A few weeks ago, we held an informal poll on our Facebook page to find out what gear our readers wanted most for their kit. Predictably, bodies and lenses were at the top, but not far behind were wireless triggers. PocketWizard has a new, more affordable transceiver they hope will help shooters go wireless, without first going to eBay for cheapo triggers.
The PocketWizard Plus III operates on 32 channels, which is up from just four in the previous version. On top of that, it also allows for triggering flashes and bodies in four zones, which enables more creative control while reducing the chance that another shooter will horn in on your frequency in a crowded shooting environment.
In order to extend the range, PW has added two new modes. Long Range mode roughly doubles the distance over which you can send a trigger signal. Repeater Mode lets you add a radio between your main trigger and a remote one to relay the signal. Think of it like the pitcher acting as a cut-off man when a center fielder throws to home plate. Ultimately, the officially-stated range on the Plus III 1600 ft.
The TEST button is now two-staged like the shutter button on you camera, so you can push it half-way down to wake up the camera or activate the AF, then push it the rest of the way to fire.

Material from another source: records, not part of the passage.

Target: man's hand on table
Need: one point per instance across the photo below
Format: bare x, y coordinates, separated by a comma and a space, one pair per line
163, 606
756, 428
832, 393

They're still powered by AA batteries, but it can also be powered with an external battery using the Mini USB port. Plus, there are a few other nice little touches including improved navigation and a display that's backlit.
Despite having made some pretty substantial performance upgrades, the Plus III transceivers are actually cheaper than the Plus IIs that came before it. B+H is taking pre-orders for mid-March delivery at $139 each, which is about a $30 discount from the Plus IIs. They're compatible with the whole PocketWizard system, so if you can get a good deal on some older ones, or you want them to play nice with your more advanced Flex system, you can do that, too.
The Strobist, David Hobby has been using the new triggers for a little while now and has an interesting advanced look at them. From his early impressions, though, they look simple and reliable which is music to our ears. Or eyes. Whatever.